Wenn das funktioniert ist es der include, wenn nicht... sicher das der Host localhost ist? Nicht das die DB auf nem anderen Host liegt? Is mir glaube so in erinnerung bei Evanzo von meinen 2 Wochen da damals ^^


----------



## Carrear (2. August 2007)

Ja, das Problem ist, dass Evanzo total unübersichtlich geworden ist. Wie gesagt früher hat man einmal Daten bekommen und gut war es. Aber ich kann das nirgends nachlesen. Ich meine - wie soll ich es raus finden ?


----------



## Carrear (2. August 2007)

Über dieses Plesk kann ich ja direkt ins MySQL - kann ich es da irgendwie rausfinden?


----------



## Big-Tux (2. August 2007)

*im gedächtniss wühl* Anmelde-eMail? Stehen da nich alle Daten drin?


----------



## Carrear (2. August 2007)

Nein, neuerdings richtet man die DB in diesem PLESK selber ein.
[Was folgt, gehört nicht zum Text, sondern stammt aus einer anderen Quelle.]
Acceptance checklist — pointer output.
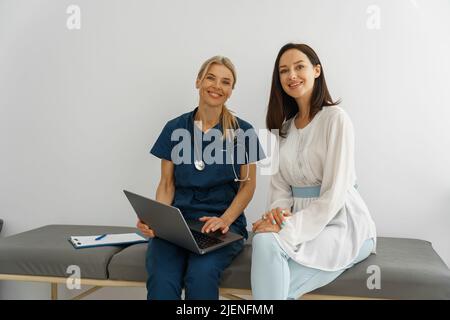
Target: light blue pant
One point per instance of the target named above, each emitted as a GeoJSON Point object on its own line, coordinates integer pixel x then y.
{"type": "Point", "coordinates": [275, 276]}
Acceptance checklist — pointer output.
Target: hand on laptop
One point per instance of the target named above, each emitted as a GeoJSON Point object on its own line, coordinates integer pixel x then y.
{"type": "Point", "coordinates": [213, 224]}
{"type": "Point", "coordinates": [145, 229]}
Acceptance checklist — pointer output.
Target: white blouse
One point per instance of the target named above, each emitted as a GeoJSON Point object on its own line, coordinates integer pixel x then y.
{"type": "Point", "coordinates": [326, 232]}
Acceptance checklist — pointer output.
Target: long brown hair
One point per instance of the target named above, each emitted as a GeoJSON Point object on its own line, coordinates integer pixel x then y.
{"type": "Point", "coordinates": [283, 107]}
{"type": "Point", "coordinates": [227, 118]}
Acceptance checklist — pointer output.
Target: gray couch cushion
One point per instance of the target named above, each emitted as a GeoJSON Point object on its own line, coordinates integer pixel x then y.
{"type": "Point", "coordinates": [409, 269]}
{"type": "Point", "coordinates": [46, 251]}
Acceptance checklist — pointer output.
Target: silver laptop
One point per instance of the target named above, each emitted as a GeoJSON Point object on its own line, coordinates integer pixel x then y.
{"type": "Point", "coordinates": [169, 224]}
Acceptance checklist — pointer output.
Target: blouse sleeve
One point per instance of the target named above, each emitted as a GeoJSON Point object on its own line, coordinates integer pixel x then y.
{"type": "Point", "coordinates": [280, 193]}
{"type": "Point", "coordinates": [338, 178]}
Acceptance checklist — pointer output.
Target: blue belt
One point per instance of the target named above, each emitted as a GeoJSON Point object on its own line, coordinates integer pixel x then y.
{"type": "Point", "coordinates": [308, 191]}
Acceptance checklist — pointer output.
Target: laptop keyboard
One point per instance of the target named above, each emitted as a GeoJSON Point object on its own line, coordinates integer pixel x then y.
{"type": "Point", "coordinates": [204, 241]}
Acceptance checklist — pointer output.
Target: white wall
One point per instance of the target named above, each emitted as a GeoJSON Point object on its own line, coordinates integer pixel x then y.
{"type": "Point", "coordinates": [80, 109]}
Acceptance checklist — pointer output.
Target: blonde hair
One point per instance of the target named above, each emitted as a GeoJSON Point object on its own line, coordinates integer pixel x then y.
{"type": "Point", "coordinates": [228, 120]}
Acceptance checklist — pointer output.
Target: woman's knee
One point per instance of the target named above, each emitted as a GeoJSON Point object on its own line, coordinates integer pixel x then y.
{"type": "Point", "coordinates": [265, 242]}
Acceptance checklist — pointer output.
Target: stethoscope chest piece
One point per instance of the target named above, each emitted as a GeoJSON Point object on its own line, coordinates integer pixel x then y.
{"type": "Point", "coordinates": [199, 165]}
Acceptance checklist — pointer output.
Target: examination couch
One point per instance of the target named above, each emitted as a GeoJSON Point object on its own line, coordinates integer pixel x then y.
{"type": "Point", "coordinates": [401, 269]}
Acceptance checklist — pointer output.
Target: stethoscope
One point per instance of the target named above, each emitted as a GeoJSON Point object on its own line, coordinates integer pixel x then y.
{"type": "Point", "coordinates": [200, 164]}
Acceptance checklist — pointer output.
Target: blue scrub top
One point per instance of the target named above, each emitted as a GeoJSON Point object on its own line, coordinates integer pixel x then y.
{"type": "Point", "coordinates": [208, 192]}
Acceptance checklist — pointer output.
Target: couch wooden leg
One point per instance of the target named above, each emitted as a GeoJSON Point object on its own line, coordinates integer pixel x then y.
{"type": "Point", "coordinates": [86, 293]}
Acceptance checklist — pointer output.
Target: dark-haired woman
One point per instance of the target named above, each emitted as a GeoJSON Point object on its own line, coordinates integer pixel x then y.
{"type": "Point", "coordinates": [317, 225]}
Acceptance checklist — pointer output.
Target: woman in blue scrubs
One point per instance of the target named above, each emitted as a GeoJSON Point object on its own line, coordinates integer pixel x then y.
{"type": "Point", "coordinates": [214, 193]}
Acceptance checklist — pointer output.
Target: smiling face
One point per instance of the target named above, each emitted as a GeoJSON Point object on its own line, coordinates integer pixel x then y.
{"type": "Point", "coordinates": [216, 85]}
{"type": "Point", "coordinates": [297, 74]}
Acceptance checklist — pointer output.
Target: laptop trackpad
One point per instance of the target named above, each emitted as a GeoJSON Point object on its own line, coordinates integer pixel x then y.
{"type": "Point", "coordinates": [198, 225]}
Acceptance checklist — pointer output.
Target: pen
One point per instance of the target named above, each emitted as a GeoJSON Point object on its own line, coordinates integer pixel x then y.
{"type": "Point", "coordinates": [100, 237]}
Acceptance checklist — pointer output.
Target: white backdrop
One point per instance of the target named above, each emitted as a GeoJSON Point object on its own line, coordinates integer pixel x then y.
{"type": "Point", "coordinates": [80, 109]}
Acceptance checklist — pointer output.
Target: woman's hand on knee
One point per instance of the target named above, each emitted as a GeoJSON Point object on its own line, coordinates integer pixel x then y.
{"type": "Point", "coordinates": [145, 229]}
{"type": "Point", "coordinates": [279, 215]}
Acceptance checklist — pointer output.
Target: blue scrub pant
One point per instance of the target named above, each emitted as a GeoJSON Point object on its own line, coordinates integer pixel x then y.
{"type": "Point", "coordinates": [171, 268]}
{"type": "Point", "coordinates": [275, 276]}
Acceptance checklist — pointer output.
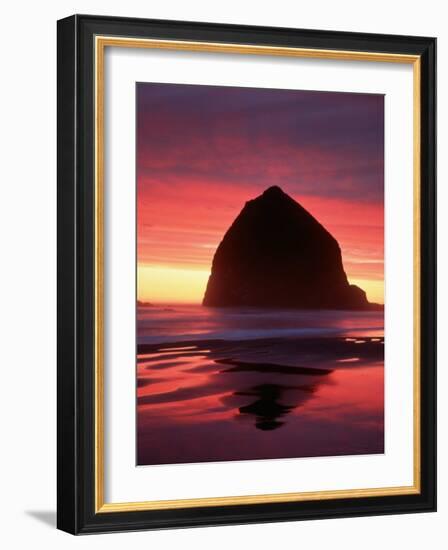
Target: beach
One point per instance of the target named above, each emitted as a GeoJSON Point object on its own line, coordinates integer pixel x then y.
{"type": "Point", "coordinates": [250, 383]}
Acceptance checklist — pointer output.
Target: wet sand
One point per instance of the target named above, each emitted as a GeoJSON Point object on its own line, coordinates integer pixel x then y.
{"type": "Point", "coordinates": [211, 400]}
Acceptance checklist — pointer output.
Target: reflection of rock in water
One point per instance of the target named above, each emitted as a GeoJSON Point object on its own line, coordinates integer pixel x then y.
{"type": "Point", "coordinates": [267, 409]}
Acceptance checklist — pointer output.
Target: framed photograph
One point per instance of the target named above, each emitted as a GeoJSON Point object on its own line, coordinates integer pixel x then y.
{"type": "Point", "coordinates": [246, 274]}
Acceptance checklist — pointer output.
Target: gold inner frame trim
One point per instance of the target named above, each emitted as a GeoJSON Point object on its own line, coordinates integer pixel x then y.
{"type": "Point", "coordinates": [101, 42]}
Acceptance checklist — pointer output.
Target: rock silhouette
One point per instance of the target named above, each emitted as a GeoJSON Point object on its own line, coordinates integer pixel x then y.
{"type": "Point", "coordinates": [276, 254]}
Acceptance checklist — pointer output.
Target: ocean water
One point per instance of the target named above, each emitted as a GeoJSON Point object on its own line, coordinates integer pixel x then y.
{"type": "Point", "coordinates": [247, 383]}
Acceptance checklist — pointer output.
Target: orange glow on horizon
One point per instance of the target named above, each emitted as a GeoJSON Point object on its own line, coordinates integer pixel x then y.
{"type": "Point", "coordinates": [178, 236]}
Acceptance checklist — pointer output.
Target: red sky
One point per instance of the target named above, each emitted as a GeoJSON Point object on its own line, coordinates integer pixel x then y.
{"type": "Point", "coordinates": [203, 151]}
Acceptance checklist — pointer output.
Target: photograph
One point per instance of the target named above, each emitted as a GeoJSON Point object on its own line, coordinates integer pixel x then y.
{"type": "Point", "coordinates": [260, 273]}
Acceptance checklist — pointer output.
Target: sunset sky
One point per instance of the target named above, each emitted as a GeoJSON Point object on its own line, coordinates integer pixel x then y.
{"type": "Point", "coordinates": [203, 151]}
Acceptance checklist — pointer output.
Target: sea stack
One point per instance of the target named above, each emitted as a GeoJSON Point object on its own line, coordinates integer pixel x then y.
{"type": "Point", "coordinates": [276, 254]}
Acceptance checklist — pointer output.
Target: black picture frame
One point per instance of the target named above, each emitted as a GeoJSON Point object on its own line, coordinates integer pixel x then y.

Voll bekloppt.


----------



## Big-Tux (2. August 2007)

Stimmt... Ich find Plek aber besser als Confixx, hab selber Plesk aber aufm VServer... das einzige was mich stört sind die Abhängigkeiten der Plesk Pakete im RPM-Manager...

mom... ich logg mich mal kurz bei mir ein...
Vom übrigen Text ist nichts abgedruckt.